На рассвете караван двинулся от Ак-каи на север. Впереди и сзади каравана скакали джигиты Алима — молодые черноусые та- тарчуки. Проезжая мимо купеческого возка, они стреляли быстрыми глазами в Ольгу и уносились вперед. Никита спокойно улыбался. Он знал—теперь его караван не тронет никто до самой крепости.
Над степью звенит жаворонок. Звенит, рассыпает серебряные трели.
Там, где дорога у Белой скалы делает крутой поворот к Кара- субазару, недалеко от ручейка, под запыленным кустом кизила расположились двое. Один высокий, сгорбленный старик, одетый в лохмотья, сидит, положив длинные жилистые руки на сухие колени. Красные, воспаленные глаза, не мигая, смотрят куда-то вдаль.
Нетрудно заметить, что старик слеп. Это, видимо, гусляр — рядом на выгоревшей траве гусли в новинном чехле. Возле старика полулежит мальчик-поводырь. Его широкие открытые глаза внимательно смотрят на дорогу.

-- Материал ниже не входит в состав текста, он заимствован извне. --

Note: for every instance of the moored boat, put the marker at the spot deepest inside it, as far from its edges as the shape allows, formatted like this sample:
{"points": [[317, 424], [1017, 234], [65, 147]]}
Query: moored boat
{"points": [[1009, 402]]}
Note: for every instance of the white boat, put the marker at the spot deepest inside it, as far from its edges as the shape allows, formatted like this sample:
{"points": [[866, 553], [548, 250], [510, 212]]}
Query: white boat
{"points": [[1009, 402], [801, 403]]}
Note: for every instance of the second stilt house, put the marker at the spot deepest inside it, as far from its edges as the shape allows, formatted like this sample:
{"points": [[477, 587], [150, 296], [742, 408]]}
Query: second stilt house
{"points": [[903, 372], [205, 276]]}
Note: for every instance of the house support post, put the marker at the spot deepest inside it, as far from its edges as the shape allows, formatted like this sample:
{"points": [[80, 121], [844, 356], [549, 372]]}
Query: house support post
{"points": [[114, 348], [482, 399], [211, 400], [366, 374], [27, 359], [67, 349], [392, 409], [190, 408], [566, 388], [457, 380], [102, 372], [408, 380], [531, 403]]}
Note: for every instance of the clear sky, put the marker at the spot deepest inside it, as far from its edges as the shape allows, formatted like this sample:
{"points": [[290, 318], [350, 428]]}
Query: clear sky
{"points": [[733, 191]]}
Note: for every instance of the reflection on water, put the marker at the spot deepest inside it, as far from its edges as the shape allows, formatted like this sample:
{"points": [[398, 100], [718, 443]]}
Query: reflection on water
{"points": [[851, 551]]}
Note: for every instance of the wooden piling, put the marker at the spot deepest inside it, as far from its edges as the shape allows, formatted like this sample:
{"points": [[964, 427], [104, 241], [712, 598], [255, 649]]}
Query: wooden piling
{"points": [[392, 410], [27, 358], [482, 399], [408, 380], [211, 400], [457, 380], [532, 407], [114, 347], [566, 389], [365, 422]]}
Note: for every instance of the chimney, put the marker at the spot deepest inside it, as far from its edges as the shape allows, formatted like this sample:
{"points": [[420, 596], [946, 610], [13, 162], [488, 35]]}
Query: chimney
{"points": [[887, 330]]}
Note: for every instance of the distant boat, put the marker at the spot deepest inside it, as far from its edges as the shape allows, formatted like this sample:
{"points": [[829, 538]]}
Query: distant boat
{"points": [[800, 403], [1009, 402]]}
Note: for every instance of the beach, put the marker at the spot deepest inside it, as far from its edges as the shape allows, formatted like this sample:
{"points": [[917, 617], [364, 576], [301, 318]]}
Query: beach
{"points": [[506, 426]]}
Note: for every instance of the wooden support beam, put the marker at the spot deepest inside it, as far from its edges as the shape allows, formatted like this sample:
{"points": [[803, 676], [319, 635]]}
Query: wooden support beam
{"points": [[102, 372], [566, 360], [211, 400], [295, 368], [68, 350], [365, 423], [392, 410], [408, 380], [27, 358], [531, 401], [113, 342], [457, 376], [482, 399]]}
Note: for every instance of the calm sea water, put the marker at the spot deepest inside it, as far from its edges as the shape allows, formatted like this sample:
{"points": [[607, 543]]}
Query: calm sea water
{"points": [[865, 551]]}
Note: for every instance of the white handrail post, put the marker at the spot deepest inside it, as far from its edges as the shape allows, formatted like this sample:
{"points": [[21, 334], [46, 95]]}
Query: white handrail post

— Ты ничего не слышишь, Андрейка? — спрашивает старик.
— Слышу. Жаворонок в небеси поет. Ла-а-дно!
— Ладно-то оно ладно, да не совсем. Слышу я, где-то цепи звенят. Поглядел бы ты с бугорочка на дорогу.
Андрейка проворно взбежал на ближний холм и, прикрыв глаза ладонью, начал осматривать дорогу. Вдруг он вздрогнул, словно зайчонои, скатился с холма и подскочил к слепцу. Потянул его за куст, в низину.
— Ой, дед Славко! Невольников ведут. Видимо-невидимо. Не дай бог нас увидют...
— Старый да малый. Кому мы нужны? Одначе схорониться не лишнее.